In recent years it has emerged that structural variants have a substantial impact on genomic variation. Inversion polymorphisms represent a significant class of structural variant, and despite the challenges in their detection, data on inversions in the human genome are increasing rapidly. Statistical methods for inferring parameters such as the recombination rate and selection coefficient have generally been developed without accounting for the presence of inversions. Here we exploit new software for simulating inversions in population genetic data, invertFREGENE, to assess the potential impact of inversions on such methods. Using data simulated by invertFREGENE, as well as real data from several sources, we test whether large inversions have a disruptive effect on widely applied population genetics methods for inferring recombination rates, for detecting selection, and for controlling for population structure in genome-wide association studies (GWAS).

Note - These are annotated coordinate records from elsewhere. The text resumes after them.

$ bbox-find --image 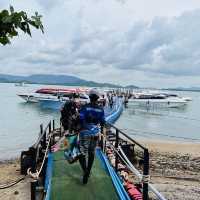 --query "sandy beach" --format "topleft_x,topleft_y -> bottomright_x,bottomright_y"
0,141 -> 200,200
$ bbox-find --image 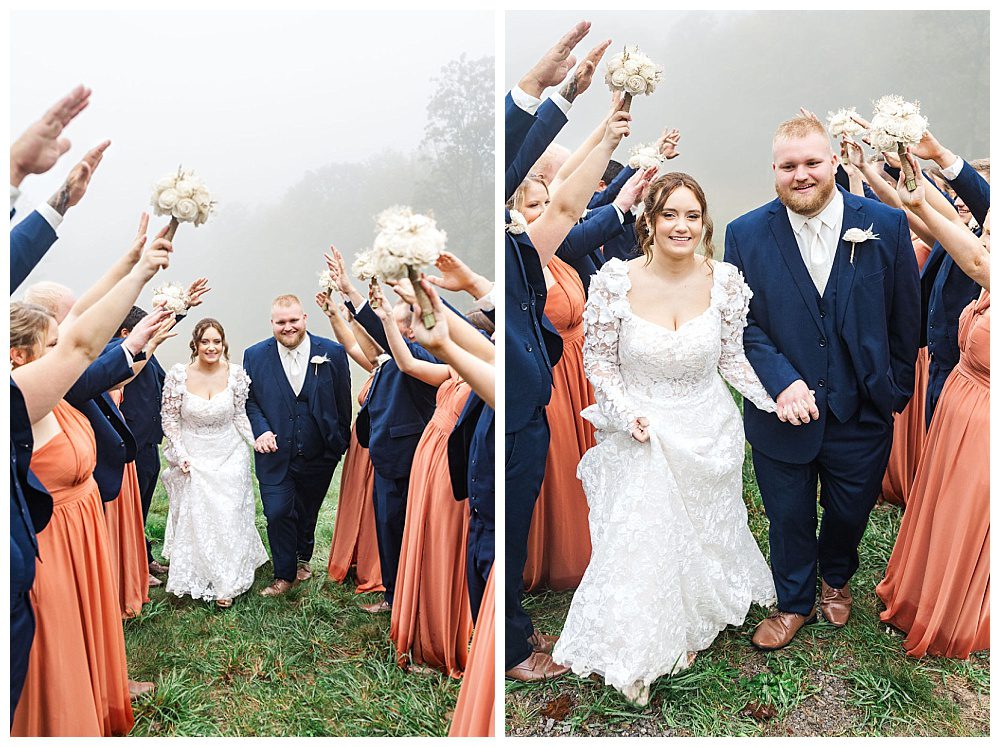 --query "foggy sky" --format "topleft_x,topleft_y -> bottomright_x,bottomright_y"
504,11 -> 989,243
10,11 -> 494,376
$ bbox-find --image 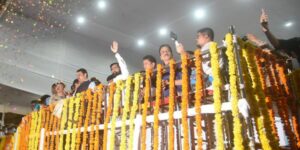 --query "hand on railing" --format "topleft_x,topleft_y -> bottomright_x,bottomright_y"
110,41 -> 119,53
260,9 -> 269,32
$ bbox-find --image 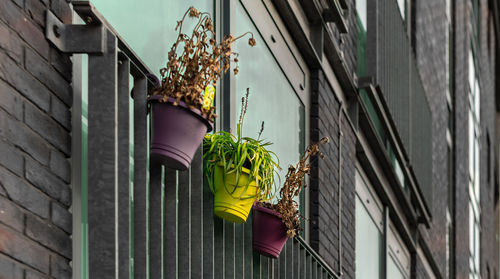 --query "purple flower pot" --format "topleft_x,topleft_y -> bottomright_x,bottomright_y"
252,203 -> 288,258
149,95 -> 212,170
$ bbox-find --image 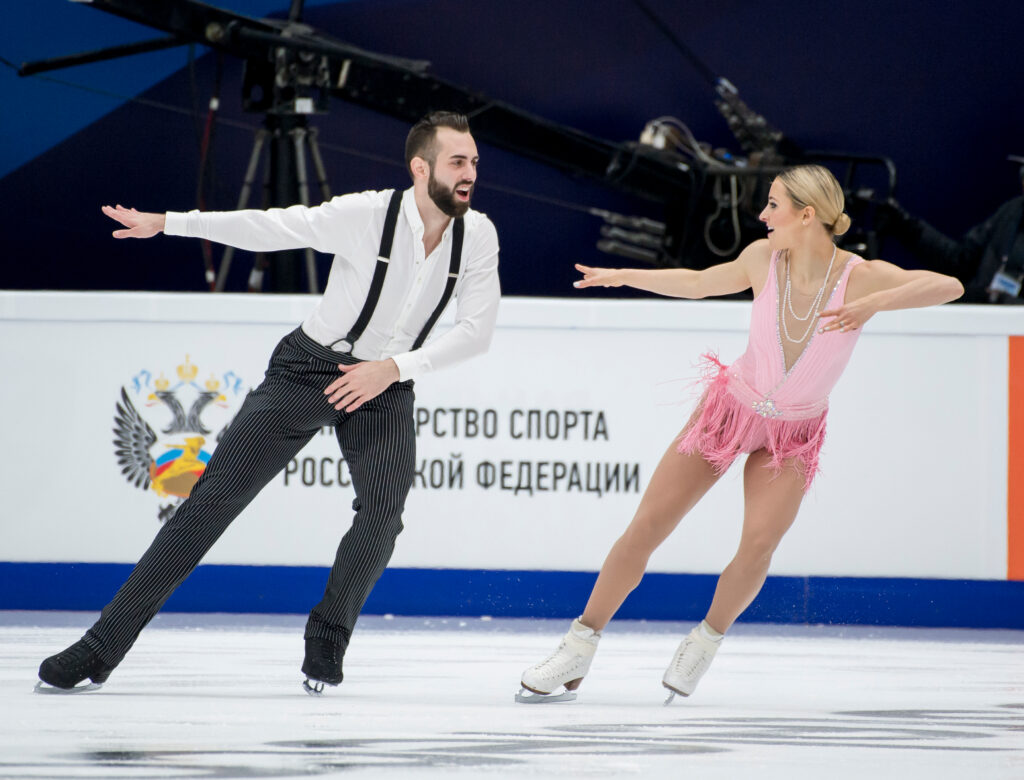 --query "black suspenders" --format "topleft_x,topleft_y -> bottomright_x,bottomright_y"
328,189 -> 465,352
413,212 -> 465,349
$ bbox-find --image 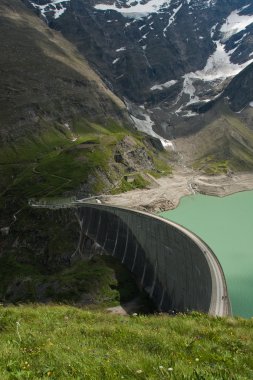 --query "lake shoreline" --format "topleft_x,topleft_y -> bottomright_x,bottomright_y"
102,169 -> 253,213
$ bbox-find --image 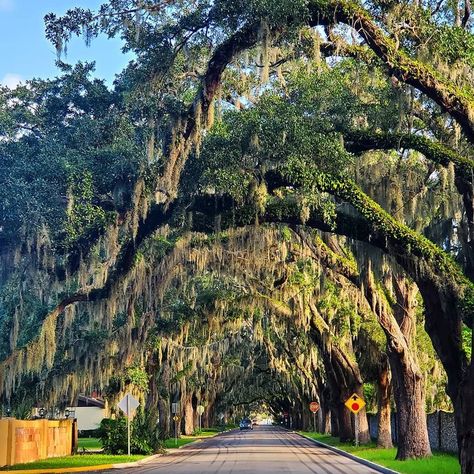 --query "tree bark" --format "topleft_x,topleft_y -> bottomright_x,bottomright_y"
184,394 -> 194,436
377,358 -> 393,448
366,270 -> 431,460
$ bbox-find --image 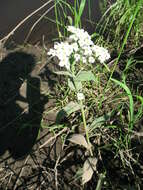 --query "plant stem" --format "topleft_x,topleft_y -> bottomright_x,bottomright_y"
80,100 -> 93,156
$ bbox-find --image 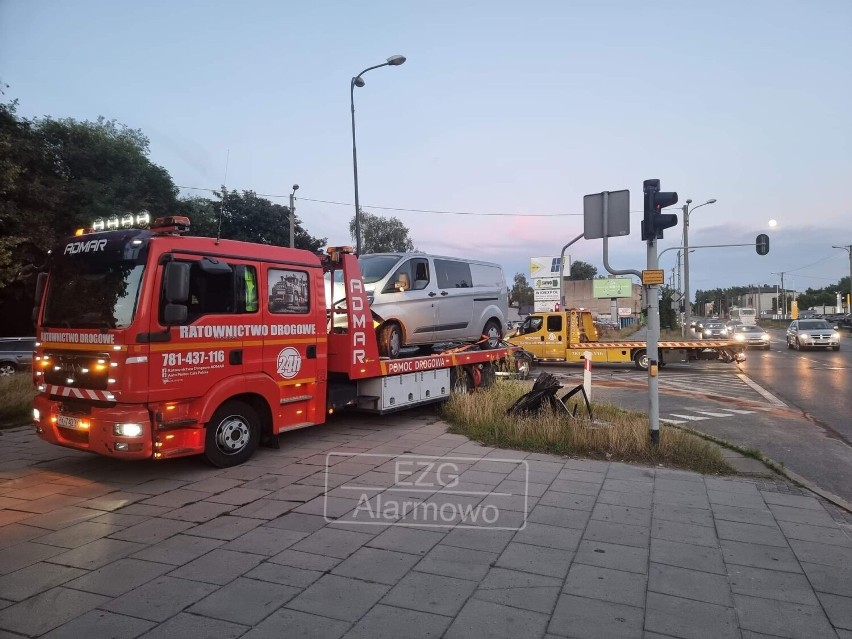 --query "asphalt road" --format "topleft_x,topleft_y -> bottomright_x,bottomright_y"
740,330 -> 852,446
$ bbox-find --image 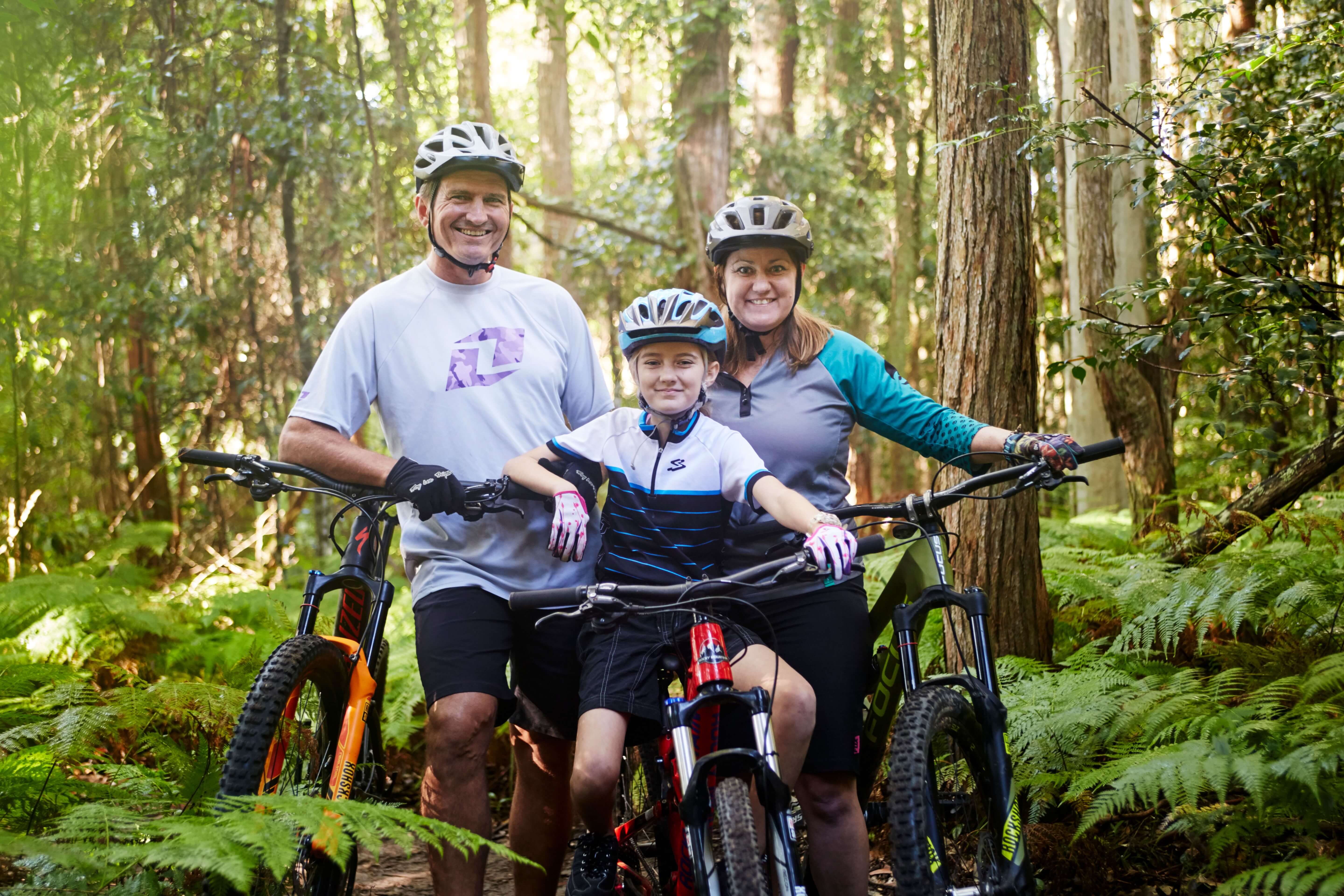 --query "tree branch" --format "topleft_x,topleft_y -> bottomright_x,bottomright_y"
513,191 -> 686,252
1165,429 -> 1344,566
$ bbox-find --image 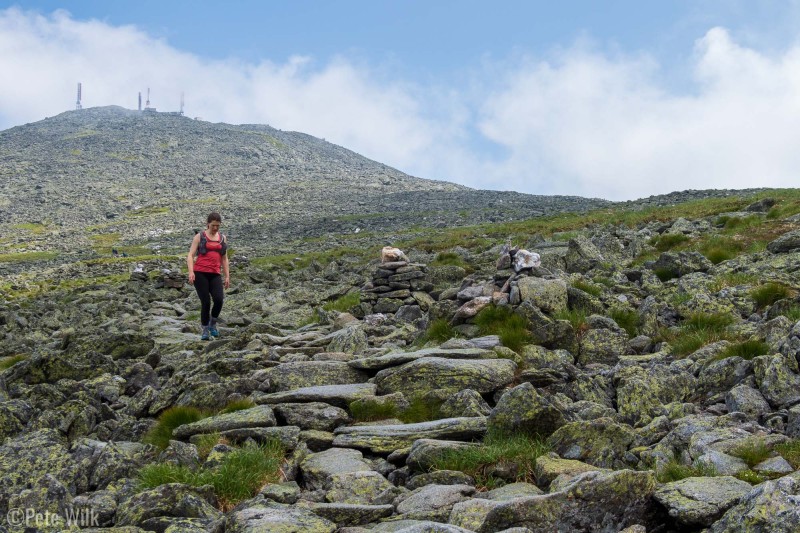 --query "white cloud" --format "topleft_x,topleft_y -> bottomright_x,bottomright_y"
480,28 -> 800,199
0,9 -> 800,199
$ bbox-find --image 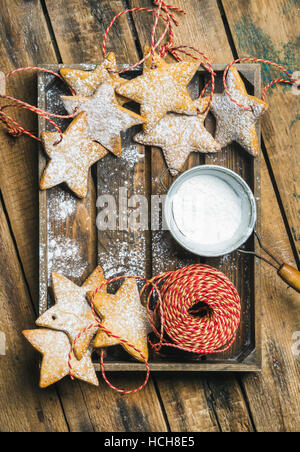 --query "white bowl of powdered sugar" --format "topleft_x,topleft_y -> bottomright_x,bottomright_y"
165,165 -> 257,257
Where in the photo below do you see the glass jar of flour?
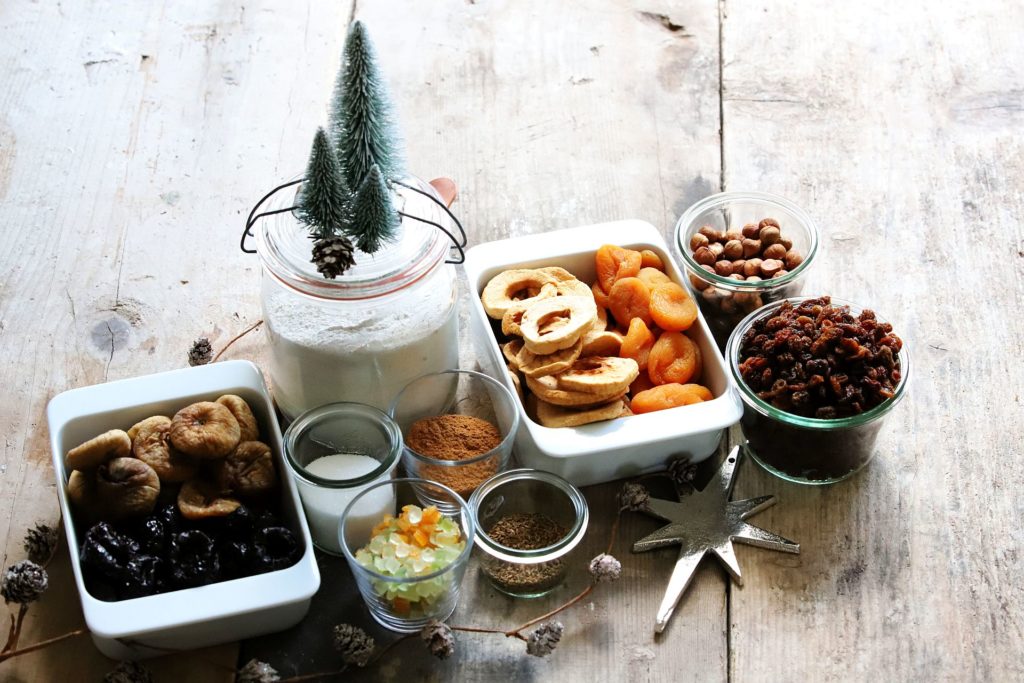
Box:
[256,178,459,420]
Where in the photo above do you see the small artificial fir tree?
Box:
[350,164,400,254]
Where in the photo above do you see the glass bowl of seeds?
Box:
[675,193,818,349]
[469,469,590,598]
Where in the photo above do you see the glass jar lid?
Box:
[256,177,451,299]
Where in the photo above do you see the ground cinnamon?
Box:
[406,415,502,497]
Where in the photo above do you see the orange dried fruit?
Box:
[650,283,697,332]
[647,332,701,384]
[594,245,642,293]
[618,317,654,370]
[630,383,714,415]
[640,249,665,270]
[608,278,651,326]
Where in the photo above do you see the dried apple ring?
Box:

We find that recombination rates estimated by LDhat are biased downward at inversion loci relative to the true contemporary recombination rates at the loci but that recombination hotspots are not falsely inferred at inversion breakpoints as may have been expected. We find that the iHS method for detecting selection appears robust to the presence of inversions. Finally, we observe a strong bias on the genome-wide results of principle components analysis (PCA), used to control for population structure in GWAS, in the presence of even a single large inversion, confirming the necessity to thin SNPs by LD at large physical distances in order to obtain unbiased results.